Denethor II – From 2984–3019 Third Age, the twenty-sixth and last Ruling Steward of Gondor. Like most of his House he was of true Númenorean blood: proud, wise, powerful of will and a man who took his many responsibilities in deadly earnest. He perceived early in his rule that the final assault of Mordor would come in his time. Nevertheless, the power of Gondor was so diminished by the time he came to the Stewardship that he could do little more than watch, and wait, and occasionally harass the Harad Road to prevent Southron forces marching north to swell Sauron’s power. In 2976 Third Age, this proud and lonely man had married the lady Finduilas, daughter of Adrahil, Prince of Dol Amroth. But her heart grew sad in the great stone city of Minas Tirith, so far from the Sea that she loved, and she died twelve years later, having borne Denethor two sons: Boromir and Faramir.
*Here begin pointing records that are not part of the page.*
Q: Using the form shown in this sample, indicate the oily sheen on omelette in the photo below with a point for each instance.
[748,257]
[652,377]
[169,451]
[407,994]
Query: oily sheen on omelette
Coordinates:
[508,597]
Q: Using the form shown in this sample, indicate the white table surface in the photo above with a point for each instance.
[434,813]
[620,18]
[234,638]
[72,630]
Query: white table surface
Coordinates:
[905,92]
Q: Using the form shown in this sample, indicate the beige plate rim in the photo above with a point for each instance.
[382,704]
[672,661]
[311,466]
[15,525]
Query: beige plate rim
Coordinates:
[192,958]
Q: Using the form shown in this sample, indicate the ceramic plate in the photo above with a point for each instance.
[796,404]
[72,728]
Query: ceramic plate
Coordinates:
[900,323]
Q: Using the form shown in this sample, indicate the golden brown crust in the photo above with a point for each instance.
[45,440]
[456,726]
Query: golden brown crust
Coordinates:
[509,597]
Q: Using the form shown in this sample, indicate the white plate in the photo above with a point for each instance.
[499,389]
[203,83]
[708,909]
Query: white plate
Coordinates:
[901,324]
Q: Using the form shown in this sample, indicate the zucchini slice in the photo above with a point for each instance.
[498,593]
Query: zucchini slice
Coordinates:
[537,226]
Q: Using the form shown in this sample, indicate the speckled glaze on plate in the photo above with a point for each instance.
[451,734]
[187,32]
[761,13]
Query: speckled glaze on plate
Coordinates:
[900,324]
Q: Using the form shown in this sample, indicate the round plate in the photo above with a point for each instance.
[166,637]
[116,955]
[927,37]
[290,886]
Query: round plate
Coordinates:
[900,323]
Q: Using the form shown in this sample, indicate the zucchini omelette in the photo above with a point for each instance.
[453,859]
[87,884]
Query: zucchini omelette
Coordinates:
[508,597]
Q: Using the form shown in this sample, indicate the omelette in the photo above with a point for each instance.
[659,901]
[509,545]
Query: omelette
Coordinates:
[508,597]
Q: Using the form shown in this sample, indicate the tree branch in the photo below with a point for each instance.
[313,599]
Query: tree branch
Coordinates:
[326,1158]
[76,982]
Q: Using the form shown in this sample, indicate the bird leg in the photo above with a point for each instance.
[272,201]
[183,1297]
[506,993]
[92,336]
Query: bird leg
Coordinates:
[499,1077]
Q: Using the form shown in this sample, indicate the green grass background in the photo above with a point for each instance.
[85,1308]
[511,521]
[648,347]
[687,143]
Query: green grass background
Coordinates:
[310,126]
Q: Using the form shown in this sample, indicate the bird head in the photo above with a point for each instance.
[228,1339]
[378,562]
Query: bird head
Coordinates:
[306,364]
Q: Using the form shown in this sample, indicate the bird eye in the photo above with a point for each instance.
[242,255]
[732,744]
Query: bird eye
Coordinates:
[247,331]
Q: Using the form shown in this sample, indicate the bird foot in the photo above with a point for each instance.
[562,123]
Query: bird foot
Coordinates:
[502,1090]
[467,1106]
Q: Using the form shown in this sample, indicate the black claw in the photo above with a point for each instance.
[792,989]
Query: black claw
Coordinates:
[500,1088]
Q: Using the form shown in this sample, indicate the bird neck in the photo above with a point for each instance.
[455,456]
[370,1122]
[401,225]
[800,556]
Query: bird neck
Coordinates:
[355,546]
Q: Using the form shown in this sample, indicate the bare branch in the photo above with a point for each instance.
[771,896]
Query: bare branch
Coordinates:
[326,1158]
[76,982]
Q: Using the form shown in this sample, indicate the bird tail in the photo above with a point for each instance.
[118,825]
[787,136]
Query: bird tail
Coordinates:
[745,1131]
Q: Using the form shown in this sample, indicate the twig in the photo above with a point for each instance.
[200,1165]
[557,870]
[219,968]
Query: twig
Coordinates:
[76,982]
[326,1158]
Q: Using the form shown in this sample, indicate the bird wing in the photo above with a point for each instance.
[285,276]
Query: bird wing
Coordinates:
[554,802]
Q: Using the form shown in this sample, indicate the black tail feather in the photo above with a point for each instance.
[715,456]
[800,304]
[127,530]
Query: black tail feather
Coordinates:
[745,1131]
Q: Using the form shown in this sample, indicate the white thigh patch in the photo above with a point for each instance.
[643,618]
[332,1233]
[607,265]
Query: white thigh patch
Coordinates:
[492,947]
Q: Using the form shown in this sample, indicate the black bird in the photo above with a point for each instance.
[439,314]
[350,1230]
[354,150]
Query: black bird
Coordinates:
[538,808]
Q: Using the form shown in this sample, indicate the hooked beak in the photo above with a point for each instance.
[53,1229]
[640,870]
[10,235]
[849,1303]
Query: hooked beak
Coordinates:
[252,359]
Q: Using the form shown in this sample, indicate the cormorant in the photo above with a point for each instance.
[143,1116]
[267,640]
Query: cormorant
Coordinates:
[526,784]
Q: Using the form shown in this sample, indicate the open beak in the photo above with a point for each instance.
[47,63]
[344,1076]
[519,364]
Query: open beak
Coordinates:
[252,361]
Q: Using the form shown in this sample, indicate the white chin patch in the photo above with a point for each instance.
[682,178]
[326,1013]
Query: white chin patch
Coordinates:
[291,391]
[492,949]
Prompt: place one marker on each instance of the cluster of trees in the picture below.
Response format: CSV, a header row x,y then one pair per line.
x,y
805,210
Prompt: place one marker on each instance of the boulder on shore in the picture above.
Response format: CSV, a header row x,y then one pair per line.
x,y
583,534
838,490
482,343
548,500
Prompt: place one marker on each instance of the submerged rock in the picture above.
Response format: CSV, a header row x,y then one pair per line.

With her passing, the Steward grew ever more withdrawn, given to silent vigils and long thought in the high Tower of Ecthelion. Being a man of iron will, he dared to use the palantír (seeing-stone) of that Tower, to gain intelligence concerning the Enemy’s moves against Gondor. His strength of mind was too much for Sauron – who possessed the Ithil-stone – to overcome by this means, yet the Dark Lord was still able to direct the visions shown in the stone: thus Denethor was fed endless images of the power of Mordor opposed to him. In the end this broke his mind, with grievous consequences for Gondor. His unfortunate prejudice against Gandalf the Grey is accounted for by the knowledge, acquired early in his life before coming to the Stewardship, that the Wizard desired – indeed, was planning – the accession of Aragorn, last Heir of Isildur, to the throne of Gondor. As this would have supplanted his own House, Denethor, unwilling to perceive the benefits that such an event would bring, grew deeply suspicious of the Grey Wanderer – seeing him as a bitter rival if not an actual enemy. So it was that pride and despair combined in this great man to cause deep depression, followed by madness, followed by death by his own hand.